From the 16th to 19th centuries, trade was a national competition to protect industry, improve world standing, and pursue politics by other means.  A zero-sum game, with winners and losers.

War, colonialism, great wealth, and poverty were the consequences.  Adam Smith dubbed it the mercantile system, or mercantilism.

Now Biden, who once championed China's entry into the World Trade Organization, is using punitive tariffs against China to "make sure American workers and American business and corporations can compete and win in the industries of the future."

Welcome to Mercantilism 2.0.

~ Kenneth G. Pringle, "Biden's Tariffs Are Nothing New for U.S.," Barron's, June 17, 2024






Apr 26, 2025

Shaun Rein: "Hi Scotty Bessent, it's been 12 years since we last met to talk about investing in China"

Hi Scotty Bessent, it's been 12 years since we last met to talk about investing in China when you were still CIO over at Soros (btw, amazing how you moved from Soros' right hand to Trump's side despite MAGA hating Soros).

At the time, it was clear to me you underestimated China's economic rise & support for the CPC among everyday Chinese.  You were uber bearish on China because it adopted a communist political system, and you didn't think the growth rates were sustainable.
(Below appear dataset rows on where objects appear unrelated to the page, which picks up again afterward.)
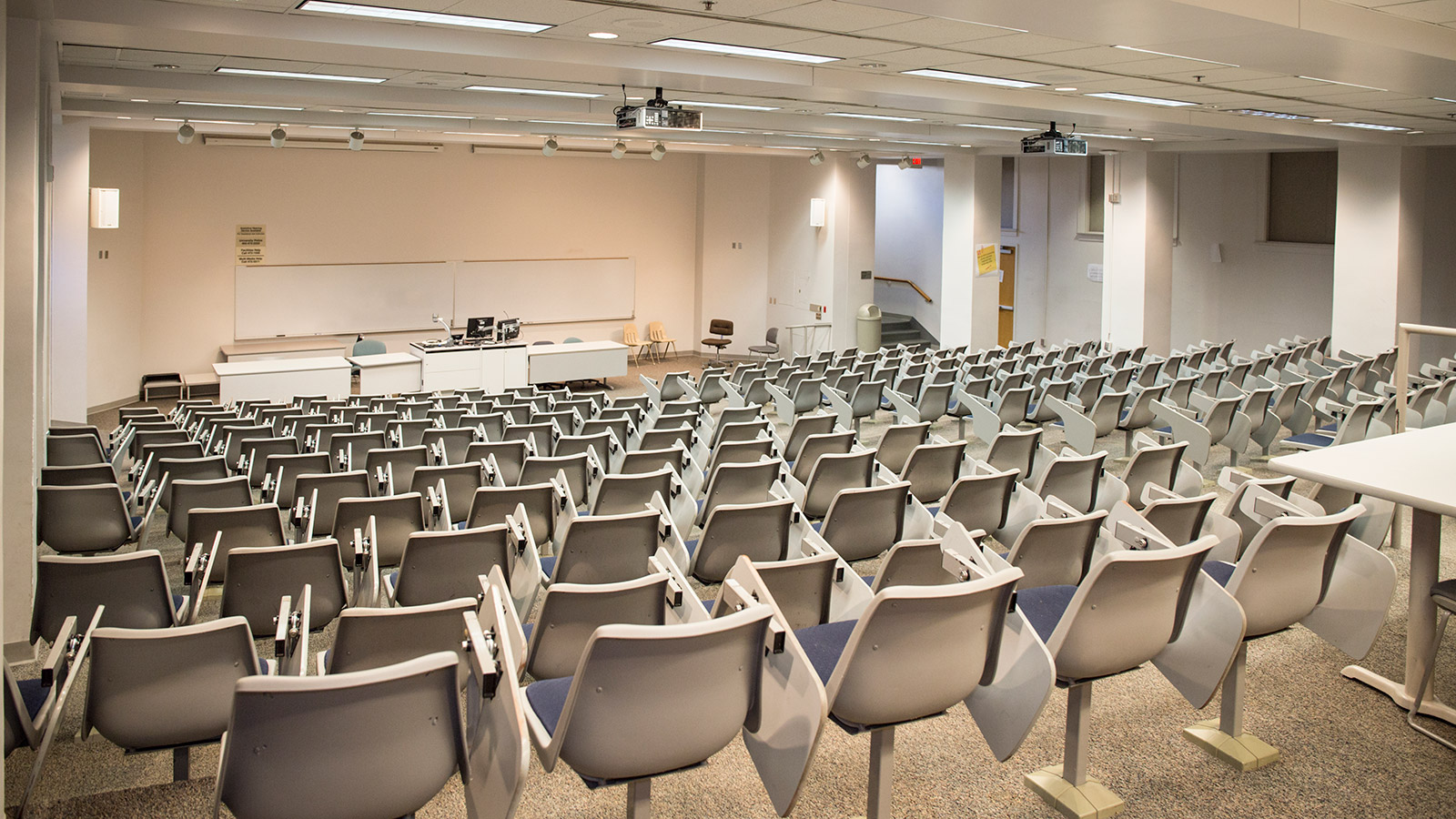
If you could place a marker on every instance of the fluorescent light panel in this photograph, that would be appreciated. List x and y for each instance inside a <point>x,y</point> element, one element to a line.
<point>965,77</point>
<point>240,106</point>
<point>298,75</point>
<point>1143,99</point>
<point>421,116</point>
<point>1177,56</point>
<point>734,106</point>
<point>411,16</point>
<point>743,50</point>
<point>200,121</point>
<point>1340,84</point>
<point>535,92</point>
<point>885,116</point>
<point>1368,126</point>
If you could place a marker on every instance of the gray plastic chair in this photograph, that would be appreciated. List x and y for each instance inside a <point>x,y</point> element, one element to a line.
<point>84,519</point>
<point>619,719</point>
<point>329,755</point>
<point>863,522</point>
<point>258,577</point>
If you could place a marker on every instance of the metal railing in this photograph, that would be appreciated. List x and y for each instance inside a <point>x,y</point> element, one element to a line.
<point>928,300</point>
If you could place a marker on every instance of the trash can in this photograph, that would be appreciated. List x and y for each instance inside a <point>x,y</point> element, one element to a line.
<point>866,329</point>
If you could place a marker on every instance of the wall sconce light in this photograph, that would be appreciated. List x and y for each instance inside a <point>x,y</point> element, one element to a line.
<point>106,207</point>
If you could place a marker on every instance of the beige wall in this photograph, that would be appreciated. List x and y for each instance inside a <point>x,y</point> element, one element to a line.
<point>368,207</point>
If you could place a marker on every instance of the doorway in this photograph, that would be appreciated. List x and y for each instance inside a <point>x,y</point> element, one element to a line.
<point>1006,319</point>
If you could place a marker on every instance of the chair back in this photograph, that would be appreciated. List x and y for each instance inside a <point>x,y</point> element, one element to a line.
<point>756,530</point>
<point>864,522</point>
<point>444,566</point>
<point>82,519</point>
<point>608,548</point>
<point>131,586</point>
<point>167,687</point>
<point>261,576</point>
<point>360,767</point>
<point>571,614</point>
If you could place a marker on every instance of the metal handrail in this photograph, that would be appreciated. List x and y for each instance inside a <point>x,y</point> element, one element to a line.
<point>928,300</point>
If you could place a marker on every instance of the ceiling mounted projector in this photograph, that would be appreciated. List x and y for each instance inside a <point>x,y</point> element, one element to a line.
<point>659,116</point>
<point>1052,142</point>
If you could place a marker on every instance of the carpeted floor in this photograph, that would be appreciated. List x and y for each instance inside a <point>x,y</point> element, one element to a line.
<point>1346,749</point>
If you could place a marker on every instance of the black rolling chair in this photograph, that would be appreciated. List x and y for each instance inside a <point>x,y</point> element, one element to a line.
<point>721,329</point>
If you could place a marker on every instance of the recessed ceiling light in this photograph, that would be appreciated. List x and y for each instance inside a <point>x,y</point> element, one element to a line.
<point>743,50</point>
<point>734,106</point>
<point>421,116</point>
<point>412,16</point>
<point>995,127</point>
<point>1178,56</point>
<point>240,106</point>
<point>201,121</point>
<point>1340,84</point>
<point>885,116</point>
<point>535,92</point>
<point>1143,99</point>
<point>298,75</point>
<point>965,77</point>
<point>1267,114</point>
<point>1369,126</point>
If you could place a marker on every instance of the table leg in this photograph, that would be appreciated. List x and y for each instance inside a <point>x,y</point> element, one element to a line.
<point>1426,548</point>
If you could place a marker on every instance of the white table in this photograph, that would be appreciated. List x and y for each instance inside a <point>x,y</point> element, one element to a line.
<point>296,349</point>
<point>812,339</point>
<point>1414,470</point>
<point>577,360</point>
<point>388,373</point>
<point>280,379</point>
<point>492,368</point>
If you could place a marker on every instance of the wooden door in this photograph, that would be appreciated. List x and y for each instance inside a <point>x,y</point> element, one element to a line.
<point>1008,296</point>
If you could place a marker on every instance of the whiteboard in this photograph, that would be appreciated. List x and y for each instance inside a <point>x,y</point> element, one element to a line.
<point>273,300</point>
<point>546,290</point>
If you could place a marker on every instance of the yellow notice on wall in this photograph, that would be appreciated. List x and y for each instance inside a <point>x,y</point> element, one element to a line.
<point>986,259</point>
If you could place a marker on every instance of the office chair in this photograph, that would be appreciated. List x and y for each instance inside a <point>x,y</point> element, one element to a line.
<point>723,329</point>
You took an ideological rather than a data based view at analyzing China.  There was also a whiff of American superiority (let's be real and call it bigotry) in your analysis.

Boy, you were wrong obviously.  You should have listened to me then.  China became the world's largest retail market, powering the profits of American firms from Boeing to Nike, Apple, Estee Lauder, Buick, KFC.  It now rivals us in technology from DeepSeek to Huawei to BYD.

[...]

Now you're US Treasury Secretary. Congrats!  Again, you'll have to tell us how you switched from Soros to MAGA.
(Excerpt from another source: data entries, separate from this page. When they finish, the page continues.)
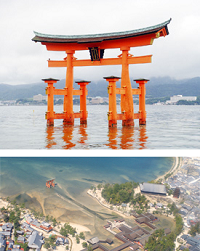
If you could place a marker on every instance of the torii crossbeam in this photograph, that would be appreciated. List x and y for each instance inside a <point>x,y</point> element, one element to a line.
<point>96,45</point>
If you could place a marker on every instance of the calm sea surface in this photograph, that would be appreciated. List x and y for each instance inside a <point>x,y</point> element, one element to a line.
<point>168,127</point>
<point>75,174</point>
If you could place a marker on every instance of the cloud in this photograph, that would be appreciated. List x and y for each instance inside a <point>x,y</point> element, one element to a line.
<point>23,61</point>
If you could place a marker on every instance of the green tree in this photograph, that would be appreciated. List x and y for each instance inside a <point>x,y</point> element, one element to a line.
<point>84,244</point>
<point>77,239</point>
<point>82,236</point>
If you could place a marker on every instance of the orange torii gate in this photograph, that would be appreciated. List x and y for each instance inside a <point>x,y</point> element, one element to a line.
<point>96,45</point>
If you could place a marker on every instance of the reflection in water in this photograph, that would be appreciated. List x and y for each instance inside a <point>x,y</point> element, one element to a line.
<point>127,137</point>
<point>112,138</point>
<point>77,136</point>
<point>68,136</point>
<point>83,134</point>
<point>50,136</point>
<point>143,136</point>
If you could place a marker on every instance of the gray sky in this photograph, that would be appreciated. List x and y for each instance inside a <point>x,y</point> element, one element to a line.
<point>22,61</point>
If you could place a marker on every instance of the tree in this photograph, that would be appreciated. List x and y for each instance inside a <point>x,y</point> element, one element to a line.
<point>6,217</point>
<point>46,245</point>
<point>77,239</point>
<point>84,244</point>
<point>89,248</point>
<point>82,236</point>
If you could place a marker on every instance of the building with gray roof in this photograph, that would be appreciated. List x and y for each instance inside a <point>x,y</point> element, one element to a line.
<point>153,188</point>
<point>35,240</point>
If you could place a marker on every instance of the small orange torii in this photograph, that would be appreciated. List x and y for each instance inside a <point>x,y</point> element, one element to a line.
<point>49,183</point>
<point>96,45</point>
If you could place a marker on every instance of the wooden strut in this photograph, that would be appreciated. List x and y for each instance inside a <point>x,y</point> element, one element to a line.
<point>112,91</point>
<point>68,115</point>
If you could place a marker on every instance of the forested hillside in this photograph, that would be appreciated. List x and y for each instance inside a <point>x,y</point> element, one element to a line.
<point>156,87</point>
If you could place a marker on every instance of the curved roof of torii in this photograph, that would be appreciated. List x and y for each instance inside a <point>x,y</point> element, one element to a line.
<point>91,38</point>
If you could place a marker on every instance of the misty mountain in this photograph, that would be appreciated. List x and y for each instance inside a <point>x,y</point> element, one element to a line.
<point>156,87</point>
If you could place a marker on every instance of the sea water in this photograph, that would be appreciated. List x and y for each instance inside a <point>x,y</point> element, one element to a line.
<point>168,127</point>
<point>75,174</point>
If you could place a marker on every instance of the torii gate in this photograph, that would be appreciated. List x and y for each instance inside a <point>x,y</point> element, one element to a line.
<point>96,45</point>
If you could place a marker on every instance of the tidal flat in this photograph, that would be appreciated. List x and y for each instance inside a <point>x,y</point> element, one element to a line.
<point>24,178</point>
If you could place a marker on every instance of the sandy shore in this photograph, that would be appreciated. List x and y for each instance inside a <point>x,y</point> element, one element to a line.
<point>3,203</point>
<point>174,169</point>
<point>118,209</point>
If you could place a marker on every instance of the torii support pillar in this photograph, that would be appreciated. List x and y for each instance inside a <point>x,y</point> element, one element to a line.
<point>126,98</point>
<point>142,109</point>
<point>50,100</point>
<point>83,94</point>
<point>112,114</point>
<point>68,99</point>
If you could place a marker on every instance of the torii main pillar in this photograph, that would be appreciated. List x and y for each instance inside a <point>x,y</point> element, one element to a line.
<point>68,99</point>
<point>96,44</point>
<point>126,98</point>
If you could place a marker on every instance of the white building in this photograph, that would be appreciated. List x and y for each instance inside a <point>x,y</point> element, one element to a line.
<point>39,98</point>
<point>174,99</point>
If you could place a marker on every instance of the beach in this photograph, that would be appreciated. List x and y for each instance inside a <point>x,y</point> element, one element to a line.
<point>68,201</point>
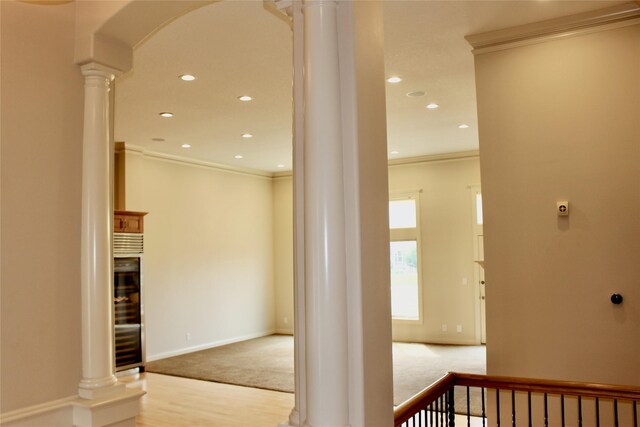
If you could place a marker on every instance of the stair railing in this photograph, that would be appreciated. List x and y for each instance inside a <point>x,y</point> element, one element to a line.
<point>513,401</point>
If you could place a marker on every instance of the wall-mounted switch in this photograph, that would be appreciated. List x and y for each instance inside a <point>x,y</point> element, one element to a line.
<point>562,208</point>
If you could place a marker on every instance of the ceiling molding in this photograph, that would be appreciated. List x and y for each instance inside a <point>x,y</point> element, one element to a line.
<point>611,17</point>
<point>135,149</point>
<point>461,155</point>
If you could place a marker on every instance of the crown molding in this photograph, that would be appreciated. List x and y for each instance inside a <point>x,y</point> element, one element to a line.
<point>461,155</point>
<point>135,149</point>
<point>138,150</point>
<point>566,26</point>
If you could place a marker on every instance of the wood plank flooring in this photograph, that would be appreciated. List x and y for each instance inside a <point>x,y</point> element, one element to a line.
<point>177,402</point>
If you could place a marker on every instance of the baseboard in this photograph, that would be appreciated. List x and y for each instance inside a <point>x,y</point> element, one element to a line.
<point>164,355</point>
<point>55,413</point>
<point>119,410</point>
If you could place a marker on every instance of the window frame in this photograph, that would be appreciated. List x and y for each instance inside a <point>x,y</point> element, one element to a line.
<point>404,235</point>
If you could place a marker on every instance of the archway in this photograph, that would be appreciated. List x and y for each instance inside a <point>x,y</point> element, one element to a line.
<point>340,189</point>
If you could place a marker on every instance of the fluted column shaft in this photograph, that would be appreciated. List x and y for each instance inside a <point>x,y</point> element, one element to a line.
<point>98,379</point>
<point>325,269</point>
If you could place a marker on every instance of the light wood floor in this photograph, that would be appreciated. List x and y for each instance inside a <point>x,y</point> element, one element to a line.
<point>176,402</point>
<point>180,402</point>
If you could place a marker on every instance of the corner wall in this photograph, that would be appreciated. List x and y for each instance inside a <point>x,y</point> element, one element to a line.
<point>283,252</point>
<point>208,263</point>
<point>42,119</point>
<point>559,121</point>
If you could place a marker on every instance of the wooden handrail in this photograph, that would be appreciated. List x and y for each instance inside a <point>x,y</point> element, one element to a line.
<point>569,388</point>
<point>427,396</point>
<point>424,398</point>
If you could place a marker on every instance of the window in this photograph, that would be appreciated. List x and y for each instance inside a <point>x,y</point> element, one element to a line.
<point>404,257</point>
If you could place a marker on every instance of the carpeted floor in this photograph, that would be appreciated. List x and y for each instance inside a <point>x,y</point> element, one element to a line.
<point>267,363</point>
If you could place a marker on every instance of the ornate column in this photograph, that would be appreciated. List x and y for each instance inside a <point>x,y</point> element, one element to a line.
<point>327,390</point>
<point>98,379</point>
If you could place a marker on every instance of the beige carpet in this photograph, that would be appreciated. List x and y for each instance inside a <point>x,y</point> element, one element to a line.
<point>267,363</point>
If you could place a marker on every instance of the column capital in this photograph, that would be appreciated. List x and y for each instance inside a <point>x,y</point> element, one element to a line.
<point>319,3</point>
<point>91,69</point>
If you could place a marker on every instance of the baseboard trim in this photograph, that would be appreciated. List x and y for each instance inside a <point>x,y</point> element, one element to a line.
<point>40,414</point>
<point>75,411</point>
<point>206,346</point>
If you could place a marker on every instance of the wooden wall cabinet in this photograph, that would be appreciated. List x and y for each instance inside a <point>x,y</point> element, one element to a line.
<point>128,222</point>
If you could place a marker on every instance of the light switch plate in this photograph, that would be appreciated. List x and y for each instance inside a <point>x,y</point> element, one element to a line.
<point>562,208</point>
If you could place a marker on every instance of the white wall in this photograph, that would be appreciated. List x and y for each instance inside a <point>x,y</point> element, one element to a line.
<point>446,216</point>
<point>42,110</point>
<point>208,263</point>
<point>560,121</point>
<point>283,252</point>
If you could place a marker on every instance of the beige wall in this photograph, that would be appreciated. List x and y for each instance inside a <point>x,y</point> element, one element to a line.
<point>449,291</point>
<point>42,108</point>
<point>208,263</point>
<point>283,252</point>
<point>560,121</point>
<point>447,251</point>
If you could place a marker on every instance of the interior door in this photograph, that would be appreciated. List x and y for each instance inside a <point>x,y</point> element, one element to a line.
<point>478,257</point>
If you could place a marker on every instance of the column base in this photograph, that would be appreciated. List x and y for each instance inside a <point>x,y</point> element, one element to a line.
<point>100,389</point>
<point>120,411</point>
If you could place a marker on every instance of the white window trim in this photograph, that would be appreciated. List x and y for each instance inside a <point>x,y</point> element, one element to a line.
<point>406,234</point>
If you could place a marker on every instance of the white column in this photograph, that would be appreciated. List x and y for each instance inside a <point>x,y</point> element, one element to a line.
<point>325,270</point>
<point>98,379</point>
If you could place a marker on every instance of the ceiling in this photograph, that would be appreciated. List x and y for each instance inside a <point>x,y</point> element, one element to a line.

But now your underestimation of China is dangerous - it doesn't just hurt your returns for your LPs, now you're hurting the economic well being of me and my fellow Americans for being so arrogant and blind about China.

China has the resolve to push back hard against Trump's tariffs even though you think China doesn't have the cards.  Xi Jinping won't yield.  China views this as a once in a century opportunity to change the world order forever, at our disadvantage.  And the CPC's legitimacy doesn't come from a Democratic vote, it comes from making China strong again after a century of humiliation from American and European imperial powers.  In other words, the CPC has been preparing for a showdown like this since it's very existence.

China has derisked from America since 2017.  They are selling well into ASEAN and Africa.  Your America First strategy has alienated Europe and Canada so they are pivoting back to China.  We are isolated and friendless, just like you, JD Vance and Trump intended.

Xi Jinping, Wang Yi and He Lifeng won't take your call, but I will.  Maybe you'll listen to me to figure out how to extricate America from the economic and geopolitical mess you've gotten us in. 

Shipping volumes are down to covid era levels, farmers are demanding subsidies and Walmart and Apple's CEOs are telling you there will be shortages come the summer.  Our stock markets are like a casino, waiting for word from you or Trump that your tariff stupidity won't go on forever.

America and China both benefit from cooperation and mutual respect.  Let's get back to Bush era respect.  I'll even take the Obama era.

You ignored my advice once 12 years ago, don't ignore it again.